You may think your kitchen is pretty clean. But there’s a good chance the room where you prepare you food is a lot grimier than you think. The dirtiest things in your kitchen are no surprise but can get easily overlooked in your routine cleaning.
Kitchens get dirty quickly because they’re often the busiest areas in our homes, meal prep means handling uncooked, unwashed raw food also lingering crumbs and bits of food left on surfaces that all attract bacteria, mould and pests. So, whilst regularly cleaning your countertops is always a good idea, there are some other places you should focus your attention on too. Here at the Kitchen Partners we’ve put together a list of the dirtiest places in your kitchen and how you can keep them clean.
1. Knobs, Handles and Touch Pads
Every appliance in your kitchen has some type of control panel or handle that’s touched each time it’s used. All of those knobs, buttons, or touch-pads are used after raw food is prepared or before hands are washed, leaving body soil and bacteria like Salmonella, Listeria, E. coli, plus mould and yeast. All of these organisms can cause digestive upset and even make you and your family very sick. Kitchen cabinet pulls, appliance handles, and control panels should be cleaned daily and after any food preparation, using a disinfectant wipe or spray-on disinfectant cleaner and clean cloth or paper towel.
On any list of the dirtiest things in your kitchen, your sink is going to be one of the top offenders. We are constantly using it to wash dishes and our hands and even though there is plenty of water running through your kitchen sink, there are likely microbes lurking on the surface, especially in the crevices where the sink joins the counter, around the drain and waste disposal stoppers. To clean a stainless steel sink use an abrasive cleanser, paying particular attention to sink handles and taps. Use a sink cleaner that contains a disinfecting agent and a clean towel or disposable disinfectant wipes, whilst baking soda and vinegar solution or a disposal-specific product help keep drains clear.
3. Sponges and Dishcloths
In an effort to reduce the use of paper towels and their impact on the environment, many homes use sponges, sink scrubbing brushes, and fabric dishtowels. Unfortunately they are likely to harbour bacteria (Salmonella or E.coli). If you use these products, they should be washed in hot water after each meal preparation or cleaning session. Sink and vegetable scrubbing brushes can be placed in the dishwasher for thorough cleaning after each use.
Most fruit and vegetables will stay fresh longer if they are not washed before storing. So, into the vegetable drawer they go, still covered with bacteria and pesticides. Of course, you wash them before preparing and serving them to your family, but the bacteria and germs are left behind in the fridge drawer.The same thing happens with raw meat that is stored in the refrigerator. Packaging leaks and fluids accumulate in the drawers and along the edges of shelves. Even packaged products like milk or tubs of butter have been handled and stored numerous times before they enter your refrigerator.To get rid of the bacteria that can be grown there, remove refrigerator drawers or shelves, if possible monthly and wash the surfaces with a mild detergent and warm water, dry with a clean cloth or paper towel.
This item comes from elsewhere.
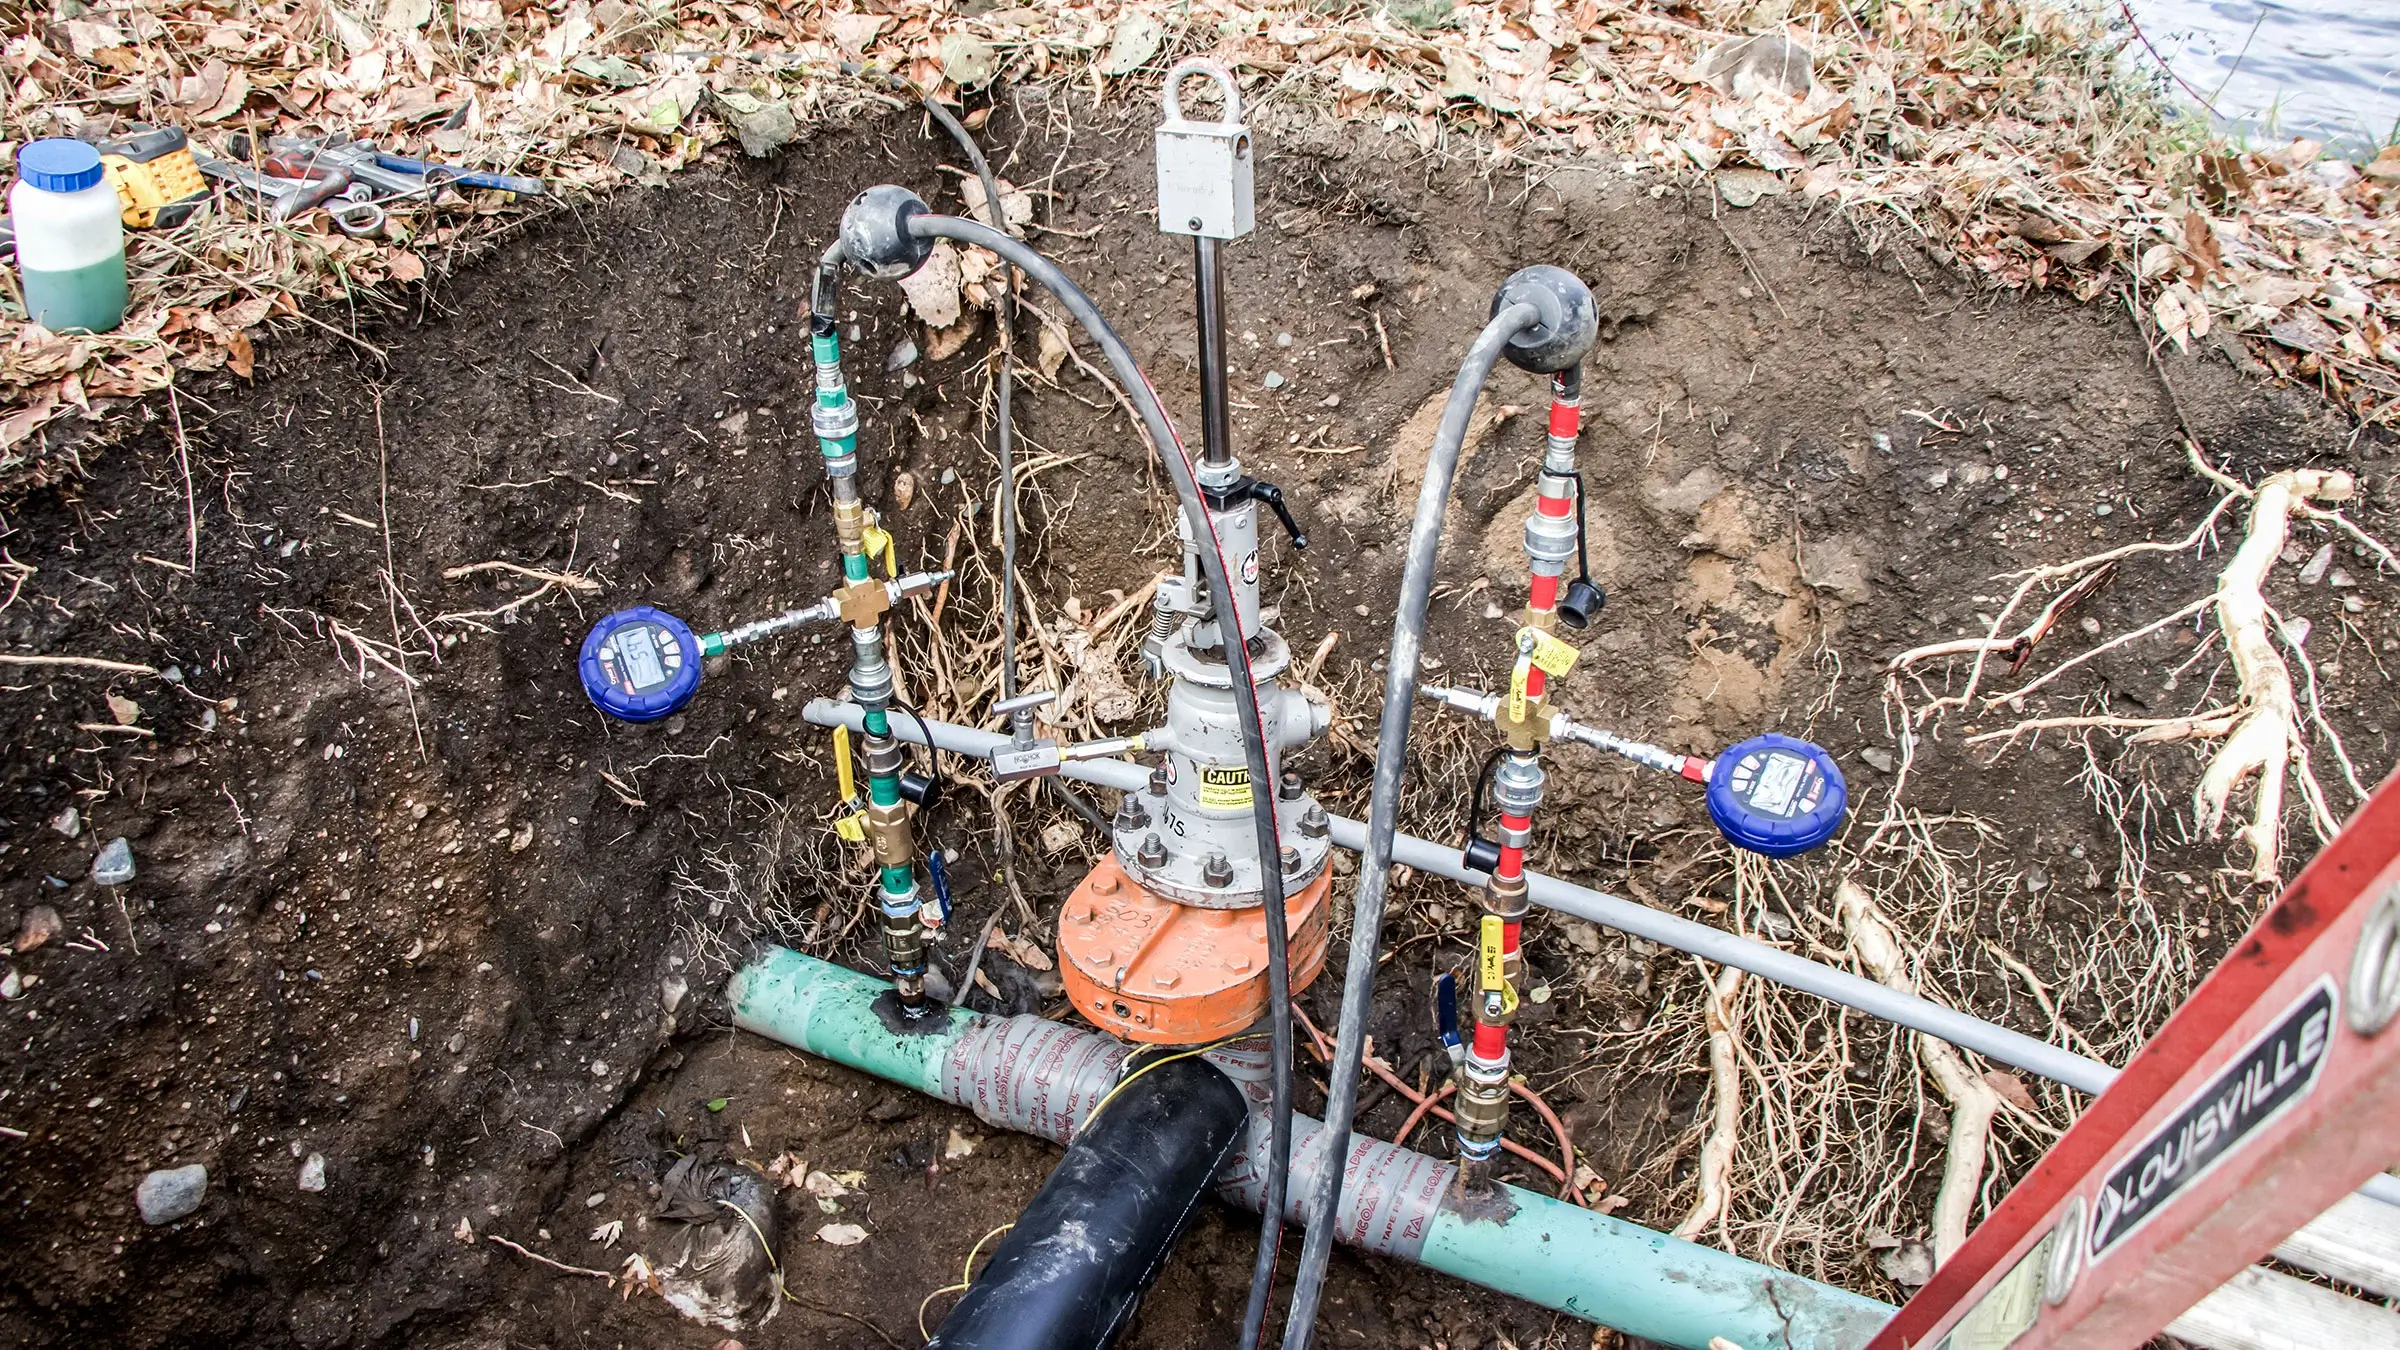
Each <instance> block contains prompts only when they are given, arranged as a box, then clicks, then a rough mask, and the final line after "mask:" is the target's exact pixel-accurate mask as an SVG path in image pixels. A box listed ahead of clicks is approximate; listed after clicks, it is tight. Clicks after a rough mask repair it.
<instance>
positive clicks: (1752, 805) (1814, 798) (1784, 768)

Between thorough cleanings, wipe away any spills and give the interior surfaces a quick wipe with a disinfecting wipe.
Get into the habit of getting rid of any long-expired condiments and plan a meal with items reaching the end of their life span. Take a few minutes to dust the top of the appliance and vacuum behind and underneath as well. Remove the vent cover to vacuum the coils. Dust on coils makes the refrigerator work harder to stay cool, using more energy, and food particles hiding underneath are insect magnets. Though this task may seem overwhelming, doing it regularly makes it much less time consuming.
5. Reusable Shopping Bags, Lunch Boxes & Water Bottles
Each time you use a resealable container or reusable lunch box, shopping bag or water bottle, there is a potential of cross-contamination from bacteria, unless it has been cleaned correctly. The containers should be completely dissembled and placed in the dishwasher or washed in hot, soapy water, rinsed in hot water and dried completely. Most lunch boxes and cloth reusable shopping bags can be put in with the clothes wash for a thorough cleaning. An additional tip for the shopping bags is to keep them segregated, designate one or more for cleaning supplies, one for raw fruits and vegetables, one for raw meat and one for packaged goods.